In its tests of six standing desks, Consumer Reports found that the biggest differences are in how low a desk can go (important for us short-statured folks), ease of assembly, and controls.
Except for the Ikea Bekant standing desk, all the models we evaluated have a memory feature that can automatically adjust the desks to the heights you set. We also looked at two desks with interval timers that prompt users to switch positions. These can all be useful features, but some controllers were much simpler to use than others.
A standing desk won’t magically fix poor posture or help you lose weight, but it can offer health benefits.
“The primary ergonomic benefit of a standing desk (also called a sit-stand desk) is the ability to move throughout the day,” says Dana Keester, an ergonomics expert in CR’s Consumer Experience & Usability Research group, who led our evaluation. “Incorporating regular movement and postural changes throughout the day increases blood circulation and allows you to activate different muscle groups.”
You can even use a standing desk with some treadmills and exercise bikes.

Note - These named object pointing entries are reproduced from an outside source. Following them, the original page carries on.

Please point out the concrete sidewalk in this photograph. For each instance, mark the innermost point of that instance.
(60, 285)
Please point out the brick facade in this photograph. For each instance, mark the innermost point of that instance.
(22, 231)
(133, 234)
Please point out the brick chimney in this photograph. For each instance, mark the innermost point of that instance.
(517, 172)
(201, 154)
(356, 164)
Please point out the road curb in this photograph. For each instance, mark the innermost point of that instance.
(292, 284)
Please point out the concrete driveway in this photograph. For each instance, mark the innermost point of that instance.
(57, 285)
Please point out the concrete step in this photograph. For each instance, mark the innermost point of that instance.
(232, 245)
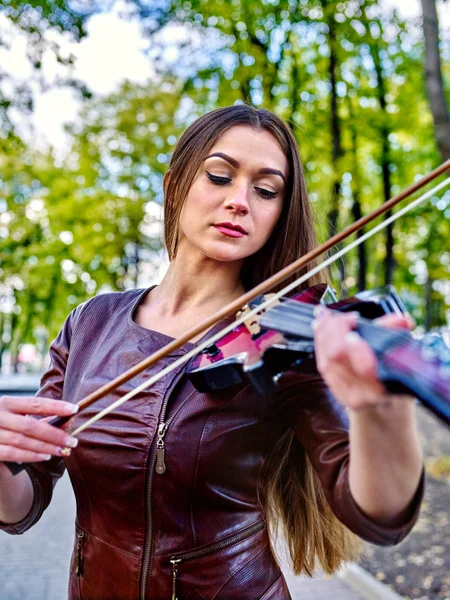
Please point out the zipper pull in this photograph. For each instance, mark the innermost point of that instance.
(79, 559)
(160, 452)
(174, 562)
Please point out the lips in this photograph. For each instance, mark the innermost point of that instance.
(230, 229)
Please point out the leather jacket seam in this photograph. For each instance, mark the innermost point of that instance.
(90, 534)
(80, 474)
(236, 571)
(197, 460)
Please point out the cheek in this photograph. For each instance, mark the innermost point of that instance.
(267, 218)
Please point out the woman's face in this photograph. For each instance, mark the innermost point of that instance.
(236, 197)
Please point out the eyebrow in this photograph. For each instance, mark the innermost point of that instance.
(233, 162)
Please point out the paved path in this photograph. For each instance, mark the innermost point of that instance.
(34, 566)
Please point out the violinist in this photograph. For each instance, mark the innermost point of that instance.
(328, 458)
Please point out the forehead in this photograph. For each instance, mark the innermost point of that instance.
(251, 147)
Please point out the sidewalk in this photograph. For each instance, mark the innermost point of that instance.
(35, 566)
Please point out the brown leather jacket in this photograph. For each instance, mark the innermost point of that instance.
(190, 517)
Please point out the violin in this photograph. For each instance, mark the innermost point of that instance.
(267, 338)
(281, 339)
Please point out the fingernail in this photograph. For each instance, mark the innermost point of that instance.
(411, 320)
(71, 442)
(319, 310)
(353, 337)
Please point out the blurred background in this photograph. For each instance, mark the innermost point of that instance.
(93, 96)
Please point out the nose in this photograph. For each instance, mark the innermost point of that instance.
(238, 201)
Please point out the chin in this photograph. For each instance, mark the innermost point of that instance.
(224, 254)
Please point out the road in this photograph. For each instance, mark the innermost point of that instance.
(34, 566)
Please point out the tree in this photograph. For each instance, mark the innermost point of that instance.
(434, 79)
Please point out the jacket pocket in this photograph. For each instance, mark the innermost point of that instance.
(180, 558)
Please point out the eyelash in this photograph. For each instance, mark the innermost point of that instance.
(216, 180)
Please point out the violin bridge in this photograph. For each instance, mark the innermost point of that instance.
(252, 323)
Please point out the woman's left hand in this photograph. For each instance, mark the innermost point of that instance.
(346, 362)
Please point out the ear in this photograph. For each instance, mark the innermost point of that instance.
(166, 180)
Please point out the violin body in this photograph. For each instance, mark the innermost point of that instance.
(281, 339)
(260, 358)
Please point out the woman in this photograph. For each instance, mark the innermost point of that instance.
(193, 524)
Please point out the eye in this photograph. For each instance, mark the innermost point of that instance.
(217, 180)
(266, 193)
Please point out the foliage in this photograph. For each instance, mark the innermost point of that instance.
(346, 75)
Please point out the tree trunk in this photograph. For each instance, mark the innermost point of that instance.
(385, 161)
(336, 140)
(356, 208)
(433, 78)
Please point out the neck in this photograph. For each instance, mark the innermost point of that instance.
(199, 284)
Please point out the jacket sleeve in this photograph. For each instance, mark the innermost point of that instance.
(321, 425)
(45, 475)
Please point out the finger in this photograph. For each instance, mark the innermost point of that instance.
(23, 442)
(37, 405)
(37, 429)
(11, 454)
(330, 332)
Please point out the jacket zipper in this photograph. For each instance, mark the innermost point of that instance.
(79, 556)
(177, 559)
(153, 460)
(160, 467)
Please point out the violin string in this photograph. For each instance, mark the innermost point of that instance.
(265, 305)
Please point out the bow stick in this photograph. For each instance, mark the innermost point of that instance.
(263, 287)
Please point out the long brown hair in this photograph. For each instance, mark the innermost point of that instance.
(290, 489)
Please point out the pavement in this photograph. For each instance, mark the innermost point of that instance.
(35, 566)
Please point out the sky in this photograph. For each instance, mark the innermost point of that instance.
(103, 63)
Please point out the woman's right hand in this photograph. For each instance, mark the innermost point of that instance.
(24, 438)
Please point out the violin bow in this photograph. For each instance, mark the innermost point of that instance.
(258, 290)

While you’re sitting, a height-adjustable standing desk can also provide a more ergonomic and comfortable work surface than many fixed-height desks, which are too high for shorter users. Just like with a great office chair, adjustability is critical.

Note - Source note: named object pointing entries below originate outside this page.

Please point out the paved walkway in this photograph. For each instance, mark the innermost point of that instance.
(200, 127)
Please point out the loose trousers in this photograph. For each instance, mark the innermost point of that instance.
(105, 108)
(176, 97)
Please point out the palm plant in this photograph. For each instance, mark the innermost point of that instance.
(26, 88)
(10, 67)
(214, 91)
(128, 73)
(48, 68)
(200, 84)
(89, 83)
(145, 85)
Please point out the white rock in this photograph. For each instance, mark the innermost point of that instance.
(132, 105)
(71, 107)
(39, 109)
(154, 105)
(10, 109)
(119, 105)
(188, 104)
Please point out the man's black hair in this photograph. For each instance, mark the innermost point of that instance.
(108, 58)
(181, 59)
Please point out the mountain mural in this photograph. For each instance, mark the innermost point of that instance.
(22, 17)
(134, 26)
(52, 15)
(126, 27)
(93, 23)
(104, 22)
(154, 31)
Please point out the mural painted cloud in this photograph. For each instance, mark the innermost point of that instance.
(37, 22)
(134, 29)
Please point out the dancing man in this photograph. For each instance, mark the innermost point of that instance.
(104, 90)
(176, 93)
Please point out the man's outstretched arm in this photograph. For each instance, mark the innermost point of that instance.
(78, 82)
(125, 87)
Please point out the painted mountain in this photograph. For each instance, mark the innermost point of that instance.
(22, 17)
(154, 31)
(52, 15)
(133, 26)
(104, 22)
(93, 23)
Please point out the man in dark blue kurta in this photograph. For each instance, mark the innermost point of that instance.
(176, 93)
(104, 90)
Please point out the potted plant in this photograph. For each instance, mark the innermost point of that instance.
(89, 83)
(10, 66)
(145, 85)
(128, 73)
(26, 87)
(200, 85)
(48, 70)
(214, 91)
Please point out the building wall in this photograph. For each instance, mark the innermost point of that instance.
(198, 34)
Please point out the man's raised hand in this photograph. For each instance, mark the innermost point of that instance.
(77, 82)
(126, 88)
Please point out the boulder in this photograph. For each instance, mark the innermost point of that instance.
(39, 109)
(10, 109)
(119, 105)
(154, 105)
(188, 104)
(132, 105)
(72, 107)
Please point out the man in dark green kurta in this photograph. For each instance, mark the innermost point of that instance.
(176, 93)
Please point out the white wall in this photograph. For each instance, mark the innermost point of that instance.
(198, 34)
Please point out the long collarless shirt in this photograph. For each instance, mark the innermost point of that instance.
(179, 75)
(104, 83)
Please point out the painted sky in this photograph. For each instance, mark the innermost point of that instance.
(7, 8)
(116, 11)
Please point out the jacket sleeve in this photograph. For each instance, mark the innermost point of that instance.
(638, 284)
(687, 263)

Other than the Ikea Bekant, all the desks we evaluated included a collision-avoidance feature, which is supposed to make the desktop retract if it collides with something. Our interest in this feature was sparked when a desk with collision avoidance pressed down on one participant’s lap hard enough to be painful and make the desk tilt back on its rear legs. He had to scramble to find the right button to raise the desk back up and relieve the pressure.
We didn’t score the desks on this feature, but we did spend time in the lab investigating how it works. The desks exerted anywhere from about 40 pounds to 80 pounds of force before retracting, depending on the model and the procedure we used in each of the trials we ran. Several desks have controls that are supposed to let you adjust the sensitivity. We tested the desks using the maximum sensitivity available.
One other note on safety: We declined to evaluate certain models we bought because they used an exposed driveshaft to raise and lower the desktop. If you’re shopping online, desks that use a driveshaft will usually say they have a single motor. But it’s often not clear whether the driveshaft is covered to prevent shoelaces, a child’s fingers, fabric from a skirt, or anything else from getting caught as it rotates. Desks with two motors, one on each side of the desk, don’t need a driveshaft.
Ashita Kapoor, CR’s associate director for product safety says: “After installation and assembly of your standing desk, if you notice any exposed components, make sure no obstacles are in the desk’s path.” As with all electric height-adjustable desks, you want to make sure children and pets are away from it during operation.